O ministro também enfatizou a importância de que a Receita Federal e os órgãos de fiscalização do trabalho continuem atuando de forma ativa, garantindo o cumprimento das normas e prevenindo fraudes que prejudiquem a seguridade social e a arrecadação do FGTS.
Divergências e Perspectivas sobre a Pejotização
Durante a audiência, os debates mostraram divergências significativas entre auditores fiscais, entidades sindicais, associações empresariais e representantes da advocacia.
Riscos apontados por auditores fiscais e sindicatos
Auditores fiscais do trabalho e representantes de sindicatos alertaram que a pejotização tem sido usada como mecanismo de fraude à relação de emprego, prejudicando direitos trabalhistas básicos. Entre os problemas identificados estão:
- Transferência do risco econômico da empresa para o trabalhador, que perde proteção previdenciária e direitos do FGTS.
- Precarização do trabalho, com subordinação, habitualidade e pessoalidade mantidas, mas sem vínculo formal.
- Redução de oportunidades para jovens aprendizes e pessoas com deficiência, fragilizando políticas públicas de inclusão.
- Prejuízos ao princípio da solidariedade social, uma vez que o Estado arca com a previdência de forma indireta.
- Trabalhadores de baixa escolaridade, recebendo salários reduzidos, sujeitos à hipossuficiência econômica, com impactos diretos sobre a segurança jurídica do emprego.
Os auditores alertaram ainda que, com a pejotização em massa, há um risco de fragilização da relação de trabalho, enfraquecendo a proteção social e ampliando a informalidade.
Defesa da livre iniciativa e flexibilização econômica
Entidades empresariais, como o Ministério do Empreendedorismo e Federações da Indústria, argumentaram que a pejotização legítima é um instrumento de autonomia profissional e modernização do mercado de trabalho. Entre os pontos destacados:
- Facilita a flexibilização das relações contratuais e a redução de custos de conformidade.
- Permite que micro e pequenas empresas, que enfrentam altos custos administrativos e tributários, sobrevivam no mercado.
- Contribui para o crescimento econômico, desde que não haja fraude à legislação trabalhista.
- Garantia de segurança jurídica e estímulo ao empreendedorismo, especialmente para trabalhadores autônomos e intelectuais.
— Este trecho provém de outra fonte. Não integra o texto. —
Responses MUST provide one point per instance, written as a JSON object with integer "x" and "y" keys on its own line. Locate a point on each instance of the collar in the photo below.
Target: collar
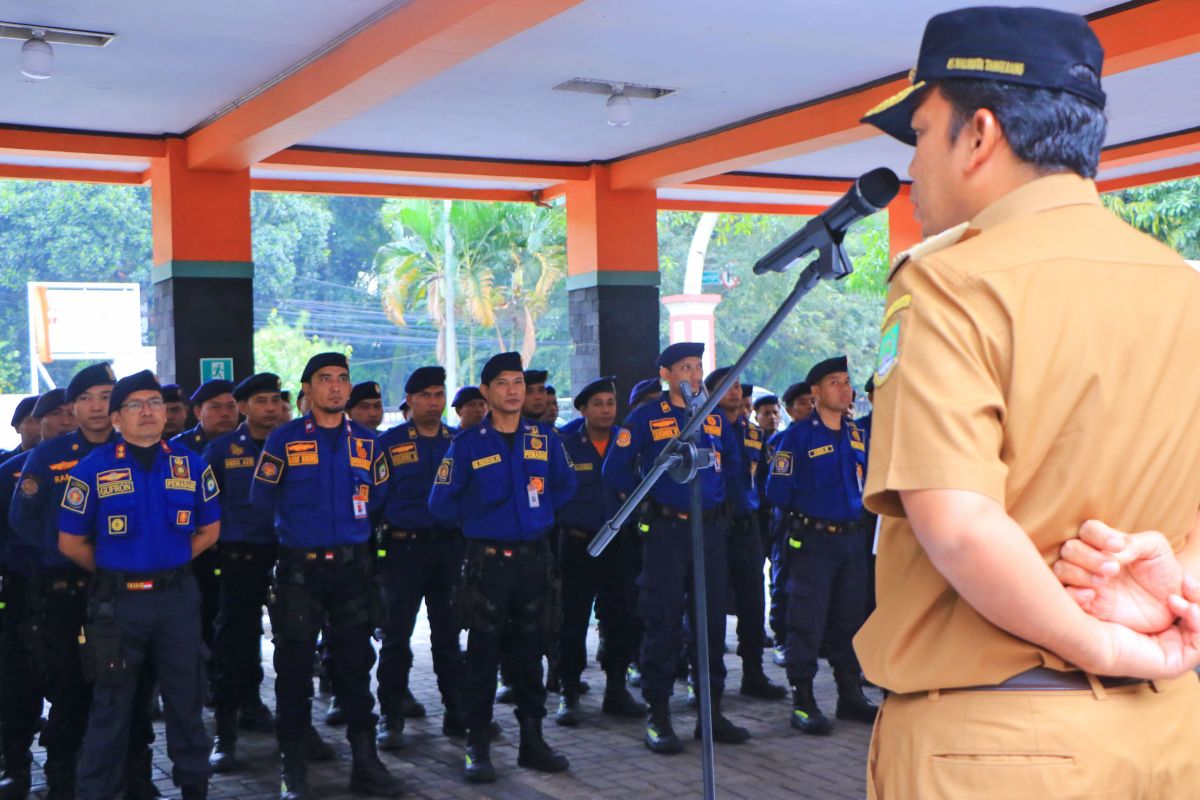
{"x": 1042, "y": 194}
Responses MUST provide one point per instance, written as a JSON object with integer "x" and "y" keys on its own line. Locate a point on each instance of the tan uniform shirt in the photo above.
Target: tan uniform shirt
{"x": 1048, "y": 356}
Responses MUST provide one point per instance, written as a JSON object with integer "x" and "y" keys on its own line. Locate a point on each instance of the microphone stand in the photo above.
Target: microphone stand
{"x": 683, "y": 459}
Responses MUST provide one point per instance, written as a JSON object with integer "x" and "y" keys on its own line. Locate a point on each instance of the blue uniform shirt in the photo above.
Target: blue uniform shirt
{"x": 195, "y": 439}
{"x": 15, "y": 554}
{"x": 141, "y": 521}
{"x": 739, "y": 481}
{"x": 322, "y": 485}
{"x": 647, "y": 431}
{"x": 819, "y": 471}
{"x": 413, "y": 461}
{"x": 595, "y": 501}
{"x": 34, "y": 513}
{"x": 493, "y": 491}
{"x": 233, "y": 457}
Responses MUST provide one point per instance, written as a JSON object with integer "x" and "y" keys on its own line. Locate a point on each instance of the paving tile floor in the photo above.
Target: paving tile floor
{"x": 606, "y": 753}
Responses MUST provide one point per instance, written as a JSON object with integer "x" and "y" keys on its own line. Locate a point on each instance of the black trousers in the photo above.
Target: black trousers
{"x": 162, "y": 629}
{"x": 415, "y": 570}
{"x": 611, "y": 583}
{"x": 304, "y": 594}
{"x": 827, "y": 588}
{"x": 237, "y": 638}
{"x": 665, "y": 595}
{"x": 22, "y": 681}
{"x": 745, "y": 560}
{"x": 513, "y": 593}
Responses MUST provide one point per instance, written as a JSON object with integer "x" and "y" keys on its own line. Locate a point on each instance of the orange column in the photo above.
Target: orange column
{"x": 203, "y": 270}
{"x": 904, "y": 230}
{"x": 612, "y": 264}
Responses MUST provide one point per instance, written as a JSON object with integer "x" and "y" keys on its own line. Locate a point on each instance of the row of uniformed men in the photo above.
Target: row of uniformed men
{"x": 247, "y": 564}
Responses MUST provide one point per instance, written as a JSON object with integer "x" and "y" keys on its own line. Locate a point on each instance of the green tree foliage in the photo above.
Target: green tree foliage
{"x": 1168, "y": 211}
{"x": 285, "y": 348}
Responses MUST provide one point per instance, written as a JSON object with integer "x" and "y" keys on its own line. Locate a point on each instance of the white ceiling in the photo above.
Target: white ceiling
{"x": 177, "y": 62}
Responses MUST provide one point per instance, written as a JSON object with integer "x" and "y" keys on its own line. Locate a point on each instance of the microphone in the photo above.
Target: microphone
{"x": 870, "y": 193}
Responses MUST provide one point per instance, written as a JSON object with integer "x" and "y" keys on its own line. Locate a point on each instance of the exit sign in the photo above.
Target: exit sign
{"x": 216, "y": 370}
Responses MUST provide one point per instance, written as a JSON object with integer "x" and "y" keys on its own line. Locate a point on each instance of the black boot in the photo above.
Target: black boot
{"x": 60, "y": 777}
{"x": 660, "y": 737}
{"x": 256, "y": 716}
{"x": 225, "y": 743}
{"x": 317, "y": 749}
{"x": 367, "y": 773}
{"x": 293, "y": 771}
{"x": 477, "y": 765}
{"x": 138, "y": 776}
{"x": 755, "y": 681}
{"x": 534, "y": 752}
{"x": 390, "y": 732}
{"x": 617, "y": 699}
{"x": 411, "y": 708}
{"x": 569, "y": 714}
{"x": 17, "y": 777}
{"x": 195, "y": 792}
{"x": 852, "y": 703}
{"x": 807, "y": 716}
{"x": 724, "y": 731}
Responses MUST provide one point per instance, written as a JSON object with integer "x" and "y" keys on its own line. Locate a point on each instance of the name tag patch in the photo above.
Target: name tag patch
{"x": 301, "y": 453}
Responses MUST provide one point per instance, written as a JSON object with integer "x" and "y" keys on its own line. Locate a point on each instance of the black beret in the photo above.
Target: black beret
{"x": 498, "y": 364}
{"x": 323, "y": 360}
{"x": 766, "y": 400}
{"x": 24, "y": 408}
{"x": 364, "y": 391}
{"x": 49, "y": 402}
{"x": 210, "y": 389}
{"x": 425, "y": 377}
{"x": 827, "y": 367}
{"x": 607, "y": 384}
{"x": 466, "y": 395}
{"x": 796, "y": 390}
{"x": 1030, "y": 47}
{"x": 97, "y": 374}
{"x": 138, "y": 382}
{"x": 257, "y": 384}
{"x": 645, "y": 388}
{"x": 714, "y": 378}
{"x": 678, "y": 352}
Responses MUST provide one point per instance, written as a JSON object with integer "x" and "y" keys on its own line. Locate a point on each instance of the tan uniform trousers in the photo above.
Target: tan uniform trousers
{"x": 1129, "y": 743}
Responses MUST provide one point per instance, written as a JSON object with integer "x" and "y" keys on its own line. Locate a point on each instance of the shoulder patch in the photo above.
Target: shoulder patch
{"x": 928, "y": 247}
{"x": 76, "y": 497}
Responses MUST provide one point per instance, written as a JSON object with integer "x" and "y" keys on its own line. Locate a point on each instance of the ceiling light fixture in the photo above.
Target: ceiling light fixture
{"x": 36, "y": 59}
{"x": 618, "y": 108}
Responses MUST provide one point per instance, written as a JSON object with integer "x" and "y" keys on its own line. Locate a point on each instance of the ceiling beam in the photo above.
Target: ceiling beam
{"x": 363, "y": 188}
{"x": 53, "y": 143}
{"x": 1132, "y": 37}
{"x": 382, "y": 163}
{"x": 28, "y": 173}
{"x": 403, "y": 48}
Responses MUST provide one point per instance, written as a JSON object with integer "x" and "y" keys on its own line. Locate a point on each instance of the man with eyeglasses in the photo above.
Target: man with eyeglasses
{"x": 59, "y": 602}
{"x": 323, "y": 475}
{"x": 136, "y": 512}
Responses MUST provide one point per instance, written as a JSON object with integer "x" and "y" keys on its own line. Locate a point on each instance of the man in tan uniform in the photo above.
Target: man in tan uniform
{"x": 1020, "y": 346}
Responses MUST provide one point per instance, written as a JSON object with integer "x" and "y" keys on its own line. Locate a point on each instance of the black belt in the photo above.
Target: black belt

Nessa perspectiva, argumentou-se que a fraude não pode ser presumida; deve haver elementos concretos que indiquem subordinação, pessoalidade e habitualidade para configurar vínculo empregatício.
A visão da OAB
O Conselho Federal da OAB destacou que o Tema 1389 impacta milhões de trabalhadores no Brasil. A entidade reforçou que:
- A Justiça do Trabalho é competente para julgar casos de fraude decorrentes da pejotização, conforme o art. 114 da Constituição Federal e a EC 45/2004.
- Não se pode afastar a Justiça especializada, pois ela possui experiência técnica para lidar com contratos trabalhistas irregulares.
- A audiência pública oferece um olhar plural e técnico, permitindo avaliar a realidade concreta sem generalizações.
Estudos de Caso e Impactos Setoriais
Durante a audiência, foram analisados diversos setores da economia:
- Trabalhadores de bares e restaurantes, empregadas domésticas e prestadores de serviços em franquias, muitos sem carteira assinada.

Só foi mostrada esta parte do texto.